When Mary went into her
room, she was sitting up against the pillows in a practical Jaeger bedjacket, occupied with a pile of letters spread out on the counterpane. She was a voluminous correspondent, she even answered picture postcards from her friends holidaying in Rome, in Venice, the Swiss lakes.
Mary said, when they had talked for a little about the weather, ‘Christine, I’m sorry Johnny has been bothering you just now.’ She blurted this out, feeling clumsy and rude. Christine frowned, took off her glasses and looked out of the window at the grey rooftops and the yellow sky.
‘You mean about the trust fund?’ She gave a little laugh. ‘I see now that it was foolish of me to suggest it.

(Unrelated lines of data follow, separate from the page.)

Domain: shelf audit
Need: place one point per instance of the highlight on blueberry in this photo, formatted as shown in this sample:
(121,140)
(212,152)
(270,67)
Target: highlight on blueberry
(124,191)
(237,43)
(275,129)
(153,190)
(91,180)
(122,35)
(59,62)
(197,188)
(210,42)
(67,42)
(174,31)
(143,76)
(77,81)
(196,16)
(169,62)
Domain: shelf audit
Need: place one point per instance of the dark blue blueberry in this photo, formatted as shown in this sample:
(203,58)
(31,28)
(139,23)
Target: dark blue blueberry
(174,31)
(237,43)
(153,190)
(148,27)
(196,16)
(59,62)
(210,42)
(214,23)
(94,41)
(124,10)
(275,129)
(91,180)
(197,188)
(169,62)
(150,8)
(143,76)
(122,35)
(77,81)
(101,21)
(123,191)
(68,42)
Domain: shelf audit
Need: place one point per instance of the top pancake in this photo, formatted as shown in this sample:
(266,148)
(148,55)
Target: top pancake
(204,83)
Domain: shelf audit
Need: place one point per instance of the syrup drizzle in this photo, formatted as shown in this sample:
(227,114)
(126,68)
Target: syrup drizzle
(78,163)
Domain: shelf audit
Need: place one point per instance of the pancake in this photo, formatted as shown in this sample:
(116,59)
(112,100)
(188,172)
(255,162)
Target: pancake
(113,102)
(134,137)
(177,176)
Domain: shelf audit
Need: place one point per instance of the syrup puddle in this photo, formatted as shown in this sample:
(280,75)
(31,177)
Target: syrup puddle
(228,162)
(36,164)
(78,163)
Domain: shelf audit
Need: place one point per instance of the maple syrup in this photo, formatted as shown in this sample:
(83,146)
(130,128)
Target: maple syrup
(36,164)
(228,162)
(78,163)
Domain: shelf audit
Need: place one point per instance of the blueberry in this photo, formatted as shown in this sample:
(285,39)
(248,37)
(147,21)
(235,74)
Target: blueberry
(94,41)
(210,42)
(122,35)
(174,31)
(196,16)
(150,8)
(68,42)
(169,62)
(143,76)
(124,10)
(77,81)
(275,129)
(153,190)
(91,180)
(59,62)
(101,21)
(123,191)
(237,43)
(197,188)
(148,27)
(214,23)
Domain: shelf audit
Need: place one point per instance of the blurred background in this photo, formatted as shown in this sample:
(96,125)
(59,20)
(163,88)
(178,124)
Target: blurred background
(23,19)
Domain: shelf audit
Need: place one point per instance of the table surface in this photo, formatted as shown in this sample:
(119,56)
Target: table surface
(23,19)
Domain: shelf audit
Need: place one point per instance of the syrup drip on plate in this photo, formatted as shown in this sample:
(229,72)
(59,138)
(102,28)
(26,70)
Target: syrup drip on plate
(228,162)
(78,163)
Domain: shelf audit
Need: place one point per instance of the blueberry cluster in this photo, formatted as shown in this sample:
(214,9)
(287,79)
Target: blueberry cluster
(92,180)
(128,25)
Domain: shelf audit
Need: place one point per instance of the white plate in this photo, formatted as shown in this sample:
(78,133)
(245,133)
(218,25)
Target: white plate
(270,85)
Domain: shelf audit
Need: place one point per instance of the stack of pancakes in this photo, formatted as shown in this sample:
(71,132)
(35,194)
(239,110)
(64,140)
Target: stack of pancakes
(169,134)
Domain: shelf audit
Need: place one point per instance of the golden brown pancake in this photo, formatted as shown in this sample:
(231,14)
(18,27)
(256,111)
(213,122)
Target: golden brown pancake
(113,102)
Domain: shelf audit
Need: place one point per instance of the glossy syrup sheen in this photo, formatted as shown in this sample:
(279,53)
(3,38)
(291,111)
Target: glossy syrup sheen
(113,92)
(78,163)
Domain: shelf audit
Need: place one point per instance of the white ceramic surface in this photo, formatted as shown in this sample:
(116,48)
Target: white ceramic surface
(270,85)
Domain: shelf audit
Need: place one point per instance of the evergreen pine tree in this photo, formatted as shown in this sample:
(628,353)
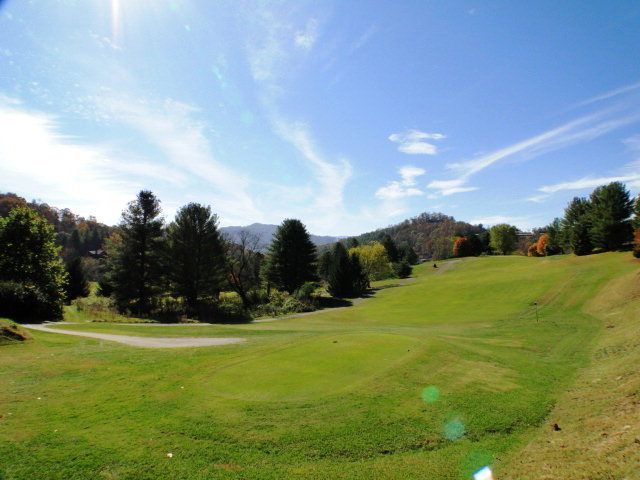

It was just old lady nerves, that’s all.’
‘Not in the least. It was immensely kind of you. And an excellent idea after all.’
‘But much more sensible to find a really profitable use for one’s bit of capital,’ she broke in, quite sternly, sitting more upright. She looked thinner and older and her eyes stood out with a kind of pale predatoriness like the eyes of an old bird hunched on a perch in the zoo. ‘It’s a bad thing to have capital tied up. I’m only glad Johnny has found something really promising at last. I wondered at the time whether it was a good idea to work for Lester. But of course, I can see that without money he really had very little choice. We really had nothing to set him up with but so many young people seem to start from scratch nowadays. When I married, things were so different.’
Christine had taken a sizeable dowry to her marriage bed as well as all the linen, all the silver. Even now most of the young women she knew, the children of her friends, would probably do the same. Mary had found it astonishing that there were still parents who expected to give their married daughters an allowance, buy them a house or a car.